Lei que concede a cidadania por direito de sangue “é uma grande oportunidade para a internacionalização da Itália”, afirma o deputado Fabio Porta.

u CURITIBA – PR – A proposta de colocar entraves na obtenção do reconhecimento da cidadania italiana por direito de sangue volta à tona, agora, com o início do “mutirão da cidadania” em quatro Países da América do Sul e com a visita ao Brasil e à Argentina do subsecretário Alfredo Mantica, do Ministério das Relações Exteriores do governo italiano, que tem a competência para os italianos no mundo.
Mantica, que amanhã (03.07.2008) chega a São Paulo, repetiu na Argentina, onde iniciou sua viagem à América do Sul, que é favorável à exigência de pré-requisitos para os interessados no reconhecimento da cidadania italiana. Pela legislação italiana em vigor, todo descendente de italiano, italiano é, em todo o mundo e sem pré-requisitos ou restrições, desde que prove a ascendência.
Uma das exigências aventadas seria o conhecimento da língua italiana, além de noções até aqui não bem explicadas sobre a Constituição italiana. Alguns falam também em noções de geografia e de história. O objetivo seria, conforme admite Mantica, evitar o uso instrumental da cidadania italiana, isto é, os que buscam o reconhecimento desse direito apenas para ir aos Estados Unidos ou outros países, mesmo da Europa.
O tema, já abordado por Insieme em diversas oportunidades, volta assim a preocupar milhares de ítalo-brasileiros interessados na cidadania italiana. No Brasil, vivem cerca de 30 milhões de ítalo-descendentes e apenas cerca de 300 mil conseguiram obter o reconhecimento junto aos consulados, onde mais de 500 mil pedidos aguardam processamento. Com o crescimento da demanda, nos últimos anos, alguns consulados, como o de Curitiba, ficaram fechados ao recebimento de novas solicitações.

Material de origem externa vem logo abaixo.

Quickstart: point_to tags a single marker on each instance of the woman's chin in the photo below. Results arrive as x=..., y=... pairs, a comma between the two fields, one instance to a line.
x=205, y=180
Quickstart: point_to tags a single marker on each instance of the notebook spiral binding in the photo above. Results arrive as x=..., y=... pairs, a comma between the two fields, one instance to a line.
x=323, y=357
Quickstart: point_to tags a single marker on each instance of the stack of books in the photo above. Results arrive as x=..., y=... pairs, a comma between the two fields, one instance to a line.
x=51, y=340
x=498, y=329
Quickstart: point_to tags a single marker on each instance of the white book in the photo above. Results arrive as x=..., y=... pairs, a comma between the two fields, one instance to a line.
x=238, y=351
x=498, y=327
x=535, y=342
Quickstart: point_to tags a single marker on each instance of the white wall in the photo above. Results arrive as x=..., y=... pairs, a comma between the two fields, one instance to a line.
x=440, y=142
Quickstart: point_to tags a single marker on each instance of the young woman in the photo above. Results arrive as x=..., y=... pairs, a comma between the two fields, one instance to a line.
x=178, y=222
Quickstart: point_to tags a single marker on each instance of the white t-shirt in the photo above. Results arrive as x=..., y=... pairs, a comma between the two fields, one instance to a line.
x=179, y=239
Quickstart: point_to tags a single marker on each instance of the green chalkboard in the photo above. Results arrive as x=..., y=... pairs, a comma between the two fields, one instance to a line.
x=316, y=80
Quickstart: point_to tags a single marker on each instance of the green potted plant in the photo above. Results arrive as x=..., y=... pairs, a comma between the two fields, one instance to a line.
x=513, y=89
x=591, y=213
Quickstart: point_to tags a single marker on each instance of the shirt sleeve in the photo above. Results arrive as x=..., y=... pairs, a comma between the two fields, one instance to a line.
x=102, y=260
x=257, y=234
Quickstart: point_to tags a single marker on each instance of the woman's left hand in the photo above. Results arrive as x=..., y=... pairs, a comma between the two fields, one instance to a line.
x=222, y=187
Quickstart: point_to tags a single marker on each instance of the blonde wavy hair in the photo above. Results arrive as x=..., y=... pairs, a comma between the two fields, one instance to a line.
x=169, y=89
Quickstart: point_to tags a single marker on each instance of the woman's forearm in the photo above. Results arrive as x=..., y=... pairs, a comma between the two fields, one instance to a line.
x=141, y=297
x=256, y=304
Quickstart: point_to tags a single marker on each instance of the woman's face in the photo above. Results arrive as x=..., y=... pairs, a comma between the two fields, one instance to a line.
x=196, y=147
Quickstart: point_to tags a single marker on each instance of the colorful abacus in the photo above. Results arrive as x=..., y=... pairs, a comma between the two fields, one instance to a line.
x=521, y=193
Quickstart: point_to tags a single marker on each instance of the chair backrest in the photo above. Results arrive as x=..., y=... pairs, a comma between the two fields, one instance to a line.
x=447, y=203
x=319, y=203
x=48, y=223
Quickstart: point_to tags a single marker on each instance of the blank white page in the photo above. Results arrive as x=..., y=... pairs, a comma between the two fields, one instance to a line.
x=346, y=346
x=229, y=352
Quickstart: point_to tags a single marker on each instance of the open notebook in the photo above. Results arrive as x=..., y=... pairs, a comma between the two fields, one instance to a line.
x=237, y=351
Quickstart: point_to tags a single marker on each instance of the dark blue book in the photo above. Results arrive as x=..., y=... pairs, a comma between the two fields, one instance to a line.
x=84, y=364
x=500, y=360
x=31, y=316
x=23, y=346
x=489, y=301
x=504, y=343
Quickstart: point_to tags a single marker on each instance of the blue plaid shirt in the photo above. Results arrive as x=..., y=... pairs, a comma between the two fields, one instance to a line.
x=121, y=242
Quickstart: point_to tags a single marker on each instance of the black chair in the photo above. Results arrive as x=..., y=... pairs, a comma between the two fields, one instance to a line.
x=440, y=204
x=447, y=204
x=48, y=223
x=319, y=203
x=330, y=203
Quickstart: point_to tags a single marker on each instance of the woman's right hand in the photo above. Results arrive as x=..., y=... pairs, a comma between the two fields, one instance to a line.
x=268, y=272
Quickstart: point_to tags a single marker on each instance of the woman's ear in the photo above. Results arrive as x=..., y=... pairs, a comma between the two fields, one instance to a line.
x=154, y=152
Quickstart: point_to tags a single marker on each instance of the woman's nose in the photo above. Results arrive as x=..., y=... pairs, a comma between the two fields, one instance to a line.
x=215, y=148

A alegação sempre foi a de que há falta de estrutura e de pessoal.
O “mutirão da cidadania” anunciado no final do governo Prodi, depois da aprovação de recursos orçamentários específicos, prevê uma estrutura capaz de – segundo se anunciou – limpar as gavetas dos processos existentes dentro do prazo de dois anos, ou dois anos e meio. Além do Brasil, o mutirão envolve consulados da Argentina, Uruguai e Venezuela, onde mais de um milhão de pedidos aguardam processamento.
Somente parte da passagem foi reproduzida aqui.